In this series, only 29 patients (43.3%) were given the combined treatment. Factors considered to determine the indication for this treatment included tumour size and T stage. The combined treatment was mostly given to patients with large-sized tumours, that is, 55.8% of T3/T4 patients and 67% of patients with a tumour ⩾4 cm in size. All of these patients should have normally had chemotherapy alone. Why were not the remainder given chemotherapy?

The main reason was their age. A larger proportion of younger patients had concurrent chemotherapy and radiation (P<0.03): nearly 50% of patients ⩽65 years vs nearly 20% of patients were over 75 years. In T3/T4 patient population, the rates were 69% of patients under 55 years, 90% of patients between 56 and 65 years, 45% of patients between 66 and 75 years, and 20% of patients over 75 years.

We naturally did not prescribe chemotherapy for the older patients, even when tumour size would have warranted chemotherapy. Early local complication rate did not seem to increase with concomitant chemotherapy; only the haematological toxicity increased. Results obtained regarding late toxicity greatly influenced our choice of treatment. We analysed late complications with our own very simple and reproducible classification system. The number of complications significantly increased after concomitant chemotherapy. Patients experienced mostly minor, but nonetheless disturbing, complications such as diarrhoea (principally), rectum haemorrhage, and anal fibrosis. Complications required medical treatment in eight patients; however, none of the patients had to undergo surgery.

The authors of the two aforementioned studies apparently obtained different results (UKCCCR, 1996; Bartelink ); they failed to mention differences in complication rates. Some differences, however, could be noted.

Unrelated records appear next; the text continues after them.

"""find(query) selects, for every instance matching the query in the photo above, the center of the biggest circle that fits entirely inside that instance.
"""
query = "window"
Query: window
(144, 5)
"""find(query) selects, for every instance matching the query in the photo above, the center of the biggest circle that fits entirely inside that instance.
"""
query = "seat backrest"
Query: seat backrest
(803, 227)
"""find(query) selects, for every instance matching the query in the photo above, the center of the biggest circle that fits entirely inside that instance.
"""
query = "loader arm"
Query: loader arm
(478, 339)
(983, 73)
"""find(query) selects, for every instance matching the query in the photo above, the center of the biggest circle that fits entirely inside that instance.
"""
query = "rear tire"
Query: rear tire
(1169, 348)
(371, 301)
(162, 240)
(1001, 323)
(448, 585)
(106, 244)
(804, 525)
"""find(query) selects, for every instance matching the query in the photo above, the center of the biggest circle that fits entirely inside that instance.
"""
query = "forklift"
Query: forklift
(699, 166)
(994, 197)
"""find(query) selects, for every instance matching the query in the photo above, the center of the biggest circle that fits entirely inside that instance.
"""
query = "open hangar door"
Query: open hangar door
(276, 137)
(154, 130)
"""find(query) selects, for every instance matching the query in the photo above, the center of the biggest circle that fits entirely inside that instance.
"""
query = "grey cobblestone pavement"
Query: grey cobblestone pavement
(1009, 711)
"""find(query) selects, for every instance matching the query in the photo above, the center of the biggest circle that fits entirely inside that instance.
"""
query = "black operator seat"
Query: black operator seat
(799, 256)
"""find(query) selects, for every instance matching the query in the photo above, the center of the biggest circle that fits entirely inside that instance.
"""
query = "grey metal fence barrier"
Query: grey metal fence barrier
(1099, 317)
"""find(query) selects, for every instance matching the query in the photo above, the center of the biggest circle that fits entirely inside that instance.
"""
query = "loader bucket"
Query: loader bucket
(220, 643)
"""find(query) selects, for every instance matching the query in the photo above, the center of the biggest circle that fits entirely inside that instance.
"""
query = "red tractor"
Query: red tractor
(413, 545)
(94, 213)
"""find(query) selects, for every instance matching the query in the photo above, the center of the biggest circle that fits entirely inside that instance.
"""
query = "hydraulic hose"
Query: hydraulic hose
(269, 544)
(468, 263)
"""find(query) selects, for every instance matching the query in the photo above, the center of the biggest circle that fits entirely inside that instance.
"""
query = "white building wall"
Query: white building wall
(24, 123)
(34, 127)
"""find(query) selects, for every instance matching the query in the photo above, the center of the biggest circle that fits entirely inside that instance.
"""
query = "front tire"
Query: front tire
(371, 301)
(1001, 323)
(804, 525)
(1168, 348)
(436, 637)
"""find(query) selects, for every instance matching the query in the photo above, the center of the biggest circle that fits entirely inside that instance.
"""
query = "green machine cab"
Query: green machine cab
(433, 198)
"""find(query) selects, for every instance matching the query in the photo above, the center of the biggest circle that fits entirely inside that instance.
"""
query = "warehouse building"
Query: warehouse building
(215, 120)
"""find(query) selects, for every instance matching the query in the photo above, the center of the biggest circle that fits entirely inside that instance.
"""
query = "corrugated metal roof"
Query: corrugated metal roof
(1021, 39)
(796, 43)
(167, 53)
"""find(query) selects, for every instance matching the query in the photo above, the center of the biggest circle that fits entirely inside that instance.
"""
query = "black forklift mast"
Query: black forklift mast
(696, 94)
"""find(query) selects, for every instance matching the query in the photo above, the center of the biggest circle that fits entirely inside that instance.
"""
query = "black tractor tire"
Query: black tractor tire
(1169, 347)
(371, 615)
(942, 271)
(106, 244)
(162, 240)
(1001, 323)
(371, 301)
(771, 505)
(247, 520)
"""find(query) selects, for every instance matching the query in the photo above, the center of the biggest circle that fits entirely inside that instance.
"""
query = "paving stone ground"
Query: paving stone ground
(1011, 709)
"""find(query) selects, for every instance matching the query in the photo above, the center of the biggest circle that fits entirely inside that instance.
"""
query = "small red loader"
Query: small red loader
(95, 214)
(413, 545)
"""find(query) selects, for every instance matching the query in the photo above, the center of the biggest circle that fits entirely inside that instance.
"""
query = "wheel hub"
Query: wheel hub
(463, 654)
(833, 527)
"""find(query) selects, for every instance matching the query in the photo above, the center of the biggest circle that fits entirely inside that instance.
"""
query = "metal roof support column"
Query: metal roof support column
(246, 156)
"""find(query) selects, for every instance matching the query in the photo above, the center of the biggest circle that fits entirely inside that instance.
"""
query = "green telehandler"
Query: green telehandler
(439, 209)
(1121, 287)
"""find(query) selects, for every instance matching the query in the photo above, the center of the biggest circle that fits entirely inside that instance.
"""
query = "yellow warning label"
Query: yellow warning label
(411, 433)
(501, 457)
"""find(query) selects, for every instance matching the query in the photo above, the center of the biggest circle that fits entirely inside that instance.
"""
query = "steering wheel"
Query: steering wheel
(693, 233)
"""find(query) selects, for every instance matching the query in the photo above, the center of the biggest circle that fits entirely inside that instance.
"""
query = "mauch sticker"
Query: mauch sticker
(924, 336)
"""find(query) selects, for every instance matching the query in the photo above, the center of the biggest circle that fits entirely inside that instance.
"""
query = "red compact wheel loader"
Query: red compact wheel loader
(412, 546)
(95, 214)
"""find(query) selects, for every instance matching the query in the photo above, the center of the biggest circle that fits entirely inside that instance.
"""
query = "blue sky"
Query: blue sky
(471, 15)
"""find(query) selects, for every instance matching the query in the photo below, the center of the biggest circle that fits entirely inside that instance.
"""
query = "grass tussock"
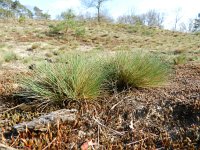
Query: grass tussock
(80, 78)
(139, 69)
(9, 56)
(86, 77)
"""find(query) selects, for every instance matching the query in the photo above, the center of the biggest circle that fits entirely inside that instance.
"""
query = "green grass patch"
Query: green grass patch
(88, 76)
(181, 59)
(9, 56)
(80, 78)
(138, 69)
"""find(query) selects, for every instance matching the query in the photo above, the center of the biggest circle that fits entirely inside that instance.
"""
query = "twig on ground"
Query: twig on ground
(49, 144)
(20, 105)
(137, 141)
(116, 132)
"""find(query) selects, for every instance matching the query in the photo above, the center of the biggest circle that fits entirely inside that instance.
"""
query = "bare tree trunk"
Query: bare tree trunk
(98, 11)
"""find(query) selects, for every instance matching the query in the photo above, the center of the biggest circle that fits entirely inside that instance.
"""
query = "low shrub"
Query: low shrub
(64, 26)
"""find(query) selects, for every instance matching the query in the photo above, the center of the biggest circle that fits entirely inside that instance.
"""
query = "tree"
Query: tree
(67, 15)
(186, 26)
(40, 15)
(131, 18)
(98, 4)
(8, 8)
(177, 17)
(196, 24)
(153, 18)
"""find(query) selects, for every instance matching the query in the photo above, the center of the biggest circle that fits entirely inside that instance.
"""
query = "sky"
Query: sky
(187, 8)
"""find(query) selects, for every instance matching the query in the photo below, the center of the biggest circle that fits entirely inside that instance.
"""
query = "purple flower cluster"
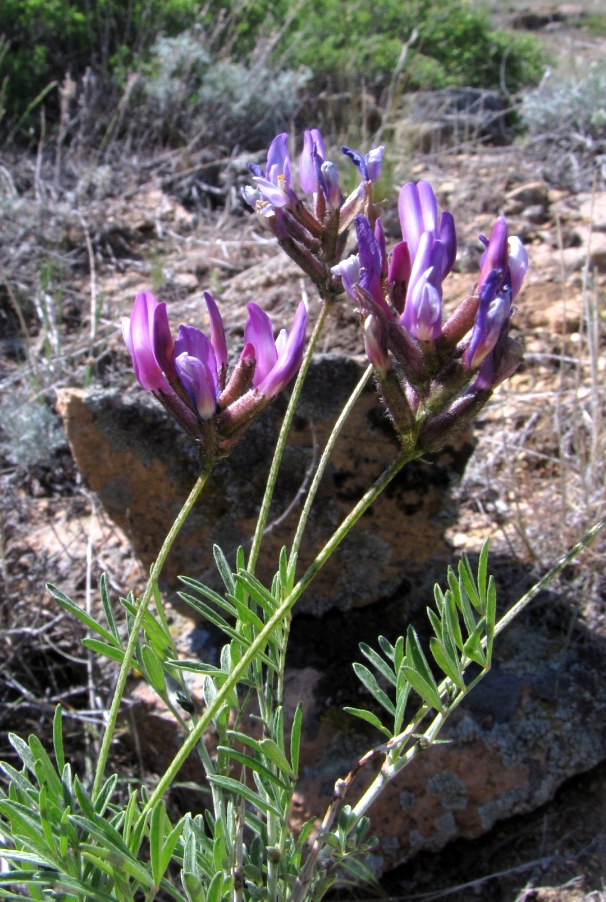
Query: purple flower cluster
(313, 234)
(188, 374)
(433, 374)
(429, 370)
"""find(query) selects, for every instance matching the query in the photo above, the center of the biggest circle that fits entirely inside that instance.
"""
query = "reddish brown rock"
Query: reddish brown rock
(534, 721)
(143, 467)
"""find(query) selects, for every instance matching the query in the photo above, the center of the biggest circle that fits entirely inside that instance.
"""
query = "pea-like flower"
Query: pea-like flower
(277, 361)
(273, 185)
(370, 165)
(188, 375)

Indeed, in the first series (Bartelink ) early complication rates, especially those pertaining to haematological complications, were higher in patients who had undergone concomitant chemotherapy. We do not know which classification system was used to grade complications, but it was obviously different from ours. In the second series (UKCCCR, 1996), only serious complications were analysed; in our series, we also considered grade 1 toxicity.

And the most important point is the difference of the chemotherapy used. In our series, the treatment was a 5FU/cisplatin combination, more frequently using in France for anal cancer (Gerard ) and cervix cancer (Nguyen ). If the early toxicity with this treatment was low, with no related death, the cisplatin could modify the late toxicity.

In another retrospective study, authors showed an increased complication rate after concurrent chemotherapy and radiotherapy (Flam ). All of the severe complications were experienced by elderly patients who had undergone the combined treatment (Allal ,). These results reflect our findings.

In conclusion, our decision not to treat older patients with comorbidity with concurrent chemotherapy and radiotherapy is supported by the fact that an increased late complications rate is associated to this combined treatment. Perhaps reduction of doses of chemotherapy must be discussed for this population of patients.